Giannelli e Albertazzi, due esponenti mugellani della Lega, si soffermano invece sulle accuse tra chi amministrava il comune di Borgo San Lorenzo e chi lo fa oggi: “In tutta questa vicenda, però, quello che stona davvero, è il surreale e grottesco scambio di accuse a mezzo stampa tra la sinistra che amministrava il comune di Borgo San Lorenzo fino allo scorso anno e la sinistra che lo amministra oggi. Scambi di dichiarazioni – è colpa tua, no è colpa tua! – sulla organizzazione dei servizi, deprimente e squallida. E’ palese che la sinistra, tutta, non è in grado di garantire servizi adeguati a tutela dei cittadini ( per inciso, lo stesso cimitero di Ronta versa in pessimo stato) ma soprattutto, vorremmo, nel caso specifico, che fossero accertate le responsabilità di questo fatto così increscioso e che fa male all’intera comunità del Mugello, per adottare adeguati provvedimenti, ed evitare che si ripetano in futuro”.
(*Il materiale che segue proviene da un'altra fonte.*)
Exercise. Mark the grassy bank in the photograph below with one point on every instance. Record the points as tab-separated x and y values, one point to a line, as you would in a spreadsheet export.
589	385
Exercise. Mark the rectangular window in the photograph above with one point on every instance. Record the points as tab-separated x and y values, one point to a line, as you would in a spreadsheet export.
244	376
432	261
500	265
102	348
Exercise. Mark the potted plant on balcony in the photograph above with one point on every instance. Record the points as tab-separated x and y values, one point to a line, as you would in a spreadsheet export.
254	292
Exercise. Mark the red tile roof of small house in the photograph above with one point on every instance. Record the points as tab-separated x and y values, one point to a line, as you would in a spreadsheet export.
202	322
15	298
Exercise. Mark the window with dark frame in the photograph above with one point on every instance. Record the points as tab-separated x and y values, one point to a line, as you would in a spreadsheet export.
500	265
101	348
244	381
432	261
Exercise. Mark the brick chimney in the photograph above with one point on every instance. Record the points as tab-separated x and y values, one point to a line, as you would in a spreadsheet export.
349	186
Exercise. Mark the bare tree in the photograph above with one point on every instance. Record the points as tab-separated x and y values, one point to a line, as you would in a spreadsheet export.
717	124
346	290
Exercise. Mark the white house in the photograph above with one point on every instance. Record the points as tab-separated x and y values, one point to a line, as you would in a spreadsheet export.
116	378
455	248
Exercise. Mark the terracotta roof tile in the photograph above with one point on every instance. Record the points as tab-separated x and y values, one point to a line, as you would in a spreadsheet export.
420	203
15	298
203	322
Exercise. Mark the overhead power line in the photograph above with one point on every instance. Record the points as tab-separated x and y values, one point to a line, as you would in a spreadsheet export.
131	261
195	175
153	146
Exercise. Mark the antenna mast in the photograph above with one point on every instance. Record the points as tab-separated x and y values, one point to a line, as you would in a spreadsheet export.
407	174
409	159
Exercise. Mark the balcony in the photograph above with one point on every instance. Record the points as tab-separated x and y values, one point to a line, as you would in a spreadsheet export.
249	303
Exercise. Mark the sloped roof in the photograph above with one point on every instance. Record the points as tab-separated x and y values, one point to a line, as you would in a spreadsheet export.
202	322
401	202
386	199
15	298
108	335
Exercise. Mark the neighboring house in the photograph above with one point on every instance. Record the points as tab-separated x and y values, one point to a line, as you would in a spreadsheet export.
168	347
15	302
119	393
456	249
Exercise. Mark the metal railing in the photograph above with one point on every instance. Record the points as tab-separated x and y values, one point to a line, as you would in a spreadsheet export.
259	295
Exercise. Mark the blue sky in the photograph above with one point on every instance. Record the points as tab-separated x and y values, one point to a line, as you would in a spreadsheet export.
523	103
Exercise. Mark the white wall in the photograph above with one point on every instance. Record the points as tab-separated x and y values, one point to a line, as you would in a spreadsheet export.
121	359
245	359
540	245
Anche il sindaco Leonardo Romagnoli ha voluto, sui propri canali social, esprimersi sull’accaduto. E spiega: “Il cantiere comunale, composto da soli 10 operai in questo momento , era ridotto ai minimi termini causa due infortuni e due assenze per malattia e con la concomitanza dell’allestimento dei seggi per la consultazione referendaria. Inoltre l’operaio che doveva fare la buca ha dovuto chiedere all’ultimo momento un permesso urgente per un grave problema familiare. L’anno scorso con il cantiere quasi al completo l’amministrazione riuscì a svolgere lavori di manutenzione su tutti i cimiteri del comune a dimostrazione dell’attenzione che vogliamo dedicare al settore. Tramite un avviso di mobilità sono stati individuati due operai, tra cui un necroforo, che però potranno entrare in servizio solo dopo il nullaosta dei propri comuni. Un altro avviso è in corso per coprire i prossimi pensionamenti ma sarà sicuramente necessario un ulteriore rinforzo di uomini e mezzi”.
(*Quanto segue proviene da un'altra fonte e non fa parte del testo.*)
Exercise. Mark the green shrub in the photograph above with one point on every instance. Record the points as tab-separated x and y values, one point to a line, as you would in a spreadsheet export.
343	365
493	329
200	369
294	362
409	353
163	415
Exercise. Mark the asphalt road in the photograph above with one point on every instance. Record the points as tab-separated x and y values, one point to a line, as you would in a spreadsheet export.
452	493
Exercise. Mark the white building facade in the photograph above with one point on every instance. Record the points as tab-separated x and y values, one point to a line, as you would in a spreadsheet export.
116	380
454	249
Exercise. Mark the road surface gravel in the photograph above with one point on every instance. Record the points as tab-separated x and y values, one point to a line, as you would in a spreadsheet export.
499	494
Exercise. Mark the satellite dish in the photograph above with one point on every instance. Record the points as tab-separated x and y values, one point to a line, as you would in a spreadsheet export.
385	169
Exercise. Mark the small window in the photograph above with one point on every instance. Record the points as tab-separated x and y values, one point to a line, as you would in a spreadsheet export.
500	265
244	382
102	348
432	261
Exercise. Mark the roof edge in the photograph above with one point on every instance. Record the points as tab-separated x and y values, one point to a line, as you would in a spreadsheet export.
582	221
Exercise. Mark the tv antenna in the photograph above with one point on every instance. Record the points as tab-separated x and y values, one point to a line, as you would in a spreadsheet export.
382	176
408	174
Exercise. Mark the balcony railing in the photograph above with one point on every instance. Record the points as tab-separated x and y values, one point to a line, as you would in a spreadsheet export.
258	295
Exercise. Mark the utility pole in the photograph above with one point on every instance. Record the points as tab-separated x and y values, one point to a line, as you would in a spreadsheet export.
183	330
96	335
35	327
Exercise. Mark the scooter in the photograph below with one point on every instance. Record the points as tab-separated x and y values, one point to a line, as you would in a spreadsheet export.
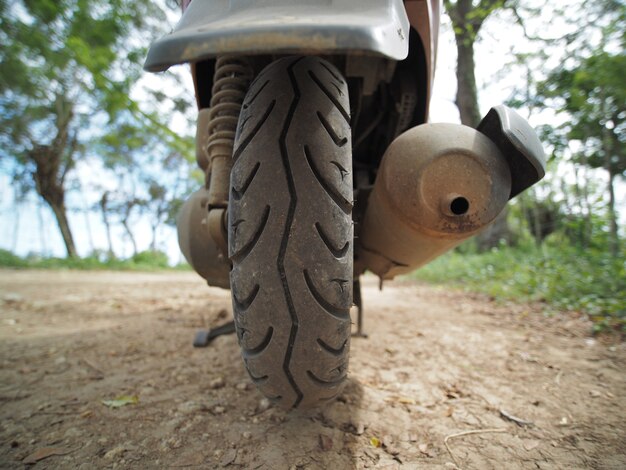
320	164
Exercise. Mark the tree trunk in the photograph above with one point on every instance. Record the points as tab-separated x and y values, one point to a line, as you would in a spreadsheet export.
467	93
614	236
131	237
60	213
107	224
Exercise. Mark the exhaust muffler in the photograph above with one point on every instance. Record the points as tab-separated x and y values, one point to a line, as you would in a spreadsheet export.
196	243
438	184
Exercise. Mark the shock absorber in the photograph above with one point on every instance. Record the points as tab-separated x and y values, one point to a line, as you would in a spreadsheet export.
230	83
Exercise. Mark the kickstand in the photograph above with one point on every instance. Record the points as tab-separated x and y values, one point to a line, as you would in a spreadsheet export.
358	301
204	337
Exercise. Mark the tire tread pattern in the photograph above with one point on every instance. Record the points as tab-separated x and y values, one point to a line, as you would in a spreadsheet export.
290	232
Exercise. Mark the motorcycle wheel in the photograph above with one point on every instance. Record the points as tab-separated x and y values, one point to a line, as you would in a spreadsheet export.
290	231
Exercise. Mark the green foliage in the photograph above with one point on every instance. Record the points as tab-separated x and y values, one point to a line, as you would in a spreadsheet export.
590	281
143	261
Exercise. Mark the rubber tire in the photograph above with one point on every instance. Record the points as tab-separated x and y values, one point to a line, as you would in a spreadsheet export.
290	232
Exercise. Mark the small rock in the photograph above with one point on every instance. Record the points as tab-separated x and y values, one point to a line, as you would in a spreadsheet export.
229	457
73	432
263	405
216	383
325	442
218	410
243	386
115	453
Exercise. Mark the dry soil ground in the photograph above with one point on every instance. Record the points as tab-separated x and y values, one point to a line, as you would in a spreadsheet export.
444	380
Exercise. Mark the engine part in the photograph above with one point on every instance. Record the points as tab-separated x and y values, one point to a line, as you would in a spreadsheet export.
438	184
199	248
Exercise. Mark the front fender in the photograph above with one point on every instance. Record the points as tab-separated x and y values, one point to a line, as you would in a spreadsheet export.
214	27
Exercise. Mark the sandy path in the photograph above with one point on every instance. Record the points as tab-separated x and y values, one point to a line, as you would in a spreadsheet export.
436	364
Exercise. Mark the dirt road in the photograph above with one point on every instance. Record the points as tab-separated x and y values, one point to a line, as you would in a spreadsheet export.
444	380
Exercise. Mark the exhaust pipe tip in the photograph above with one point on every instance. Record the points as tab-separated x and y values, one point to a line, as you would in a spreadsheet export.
438	184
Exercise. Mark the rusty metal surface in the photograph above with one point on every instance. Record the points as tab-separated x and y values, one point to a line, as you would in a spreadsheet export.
216	27
438	184
200	251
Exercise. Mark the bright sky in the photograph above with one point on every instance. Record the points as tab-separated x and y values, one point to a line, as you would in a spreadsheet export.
30	227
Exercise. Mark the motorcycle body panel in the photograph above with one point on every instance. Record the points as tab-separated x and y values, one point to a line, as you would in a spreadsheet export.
218	27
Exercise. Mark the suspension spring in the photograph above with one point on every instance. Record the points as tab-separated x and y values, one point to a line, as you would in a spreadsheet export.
230	83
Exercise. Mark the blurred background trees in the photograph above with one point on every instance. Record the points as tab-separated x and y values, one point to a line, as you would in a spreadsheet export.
84	130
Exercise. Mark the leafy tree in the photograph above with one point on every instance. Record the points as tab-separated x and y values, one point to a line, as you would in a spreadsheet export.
468	17
589	89
67	66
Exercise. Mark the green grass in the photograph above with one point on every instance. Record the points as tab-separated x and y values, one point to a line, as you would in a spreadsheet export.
143	261
566	278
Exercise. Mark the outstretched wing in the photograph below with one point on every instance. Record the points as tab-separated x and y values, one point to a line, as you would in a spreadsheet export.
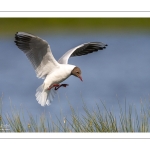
38	52
83	49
Anche il circolo di Fratelli d’Italia Borgo San Lorenzo si espime sulla vicenda: “È un fatto che lascia esterrefatti, oltre ogni colore politico, e che testimonia il livello di disorganizzazione e abbandono a cui è stato ridotto un servizio essenziale come quello cimiteriale. Un’amministrazione comunale che non è in grado di garantire neppure la dignità del trapasso – uno dei servizi pubblici minimi, universali, che qualunque comunità civile ha il dovere di tutelare – si assume una responsabilità politica e morale gravissima. Siamo di fronte a una situazione inaccettabile che richiede risposte immediate e non giustificazioni di comodo. L’alluvione, le assenze, le difficoltà del cantiere comunale non possono diventare scuse permanenti per mascherare una gestione inefficiente. La verità è che manca una pianificazione seria, un’organizzazione degna di un territorio come il nostro e, soprattutto, una visione politica all’altezza delle necessità dei cittadini. Fratelli d’Italia chiede che siano chiarite le responsabilità dell’accaduto e che si proceda con urgenza al ripristino di un servizio cimiteriale rispettoso, continuativo e professionale. Non è tollerabile che, in un Comune come Borgo San Lorenzo, la dignità dei defunti venga affidata alla buona volontà dei singoli. Questo è il punto più basso mai toccato, ed è il frutto di anni di approssimazione e deresponsabilizzazione”.